L’école a été comme encastrée dans la roche taillée net pour l’y loger, et sur le grand tertre qui la surmonte s’est établi un village de bergers : un regroupement d’immeubles de béton, une mosquée. Ils sont si proches que parviennent jusqu’à l’école les effluves des troupeaux de chèvres ou des étables.

Le premier jour, A. nous avait dit que c’étaient des bédouins sunnites sédentarisés, qui vivent à l’écart des autres habitants de la communauté de Habbouche, majoritairement chiite. Le jour où ils ont été bombardés, ils se sont réfugiés à l'école.


Pour rejoindre la route officielle, il faut descendre et remonter dans un vallon escarpé — que les chèvres traversent quotidiennement pour brouter une friche rocailleuse en contrebas, avant de remonter au moment de l’iftar (le repas qui suit la journée de jeûne pendant le ramadan) ; mais on peut aussi emprunter une petite route, tout juste derrière le parking des bus, qui longe le village sunnite jusqu’à la grand-route, en amont de l’accès à la route officielle.

C’est par cette petite route qu’A. nous conduit jusqu’à la Coop dans sa vieille Volvo. Il réagit à nos commentaires sur la beauté du couchant : “ici on dit que le Liban est un morceau du paradis”. Il ajoute qu’on n’en est pas sûr, parce que le paradis n’est sans doute pas aussi beau. Et qu’il faut acheter cette terre avec du sang.

La route serpente entre les rochers ; pas un arbre, et à l'approche de la grand-route, aux abords des immeubles, ici et là des signes à la peinture rouge, que nous n’aurions pas vus s’il ne nous les avait pas fait remarquer. Par exemple :
Chaque trace signalait une sous-munition avant qu’elle soit ramassée (si elle a été trouvée). Elle est désormais proscrite, cette friche tous les jours arrosée de couchant. Impossible de quitter les chemins balisés, dont j’imagine qu’ils deviendront dangereux avec les pluies. Des chèvres ont sauté. J’ignore s’il y a eu des victimes humaines, et me demande où et comment jouent les enfants des bédouins. C'est beau mais on ne peut pas y aller.

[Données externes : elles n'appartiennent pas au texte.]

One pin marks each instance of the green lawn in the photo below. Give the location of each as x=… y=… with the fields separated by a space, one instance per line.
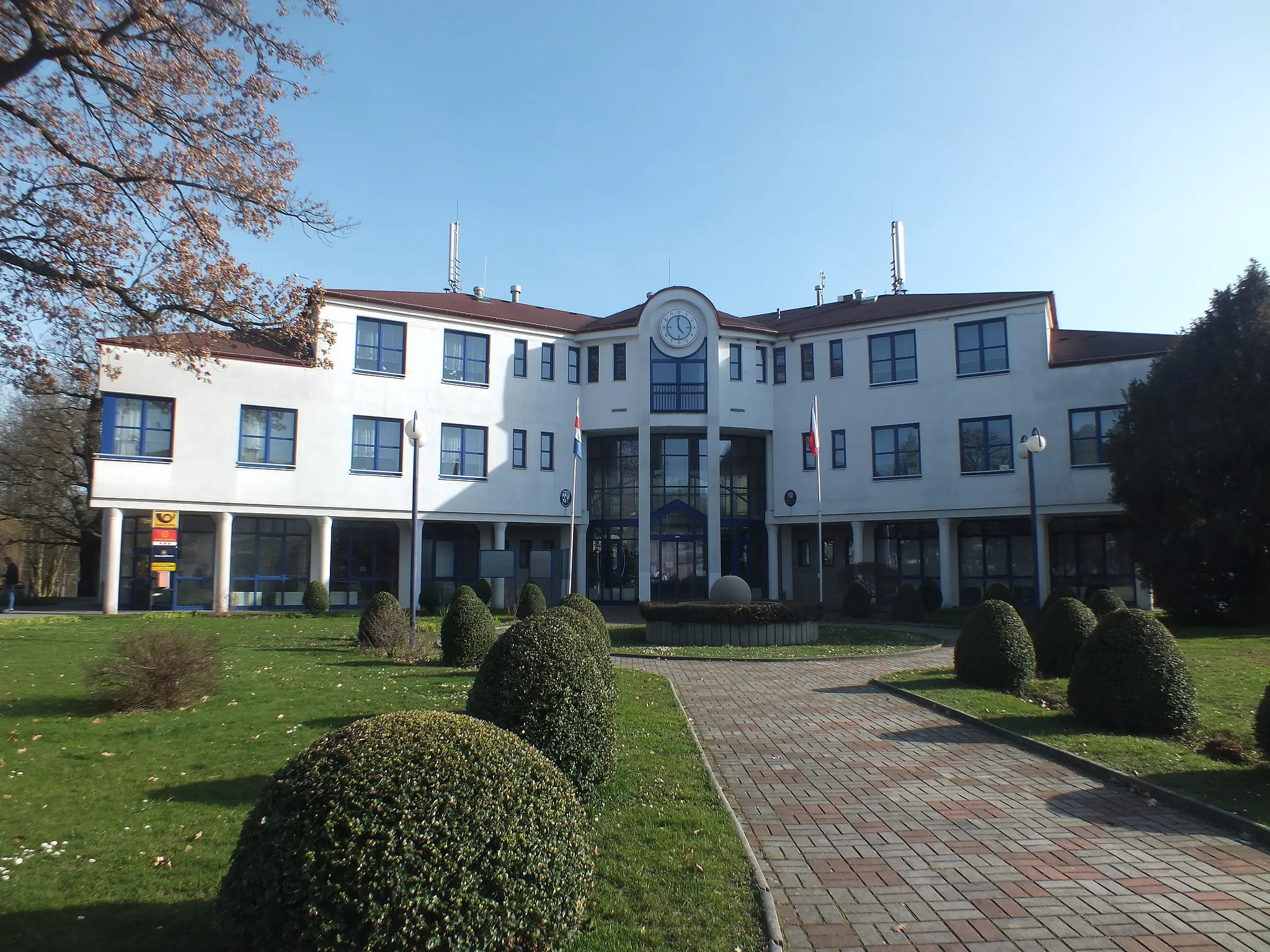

Devant la Coop où A. nous a menés, justement, un 4X4 porte le sigle à tête de mort d’une ONG s’occupant de déminage. Sur la route du retour (nous faisons la boucle et passons par le vallon), Véronique et moi lui parlons de la campagne de Handicap International qui essaie de faire interdire la fabrication de bombes à sous-munitions. Il ne connaît pas cette campagne, mais il sait que les mines les plus dangereuses, à double couche, sont de fabrication française.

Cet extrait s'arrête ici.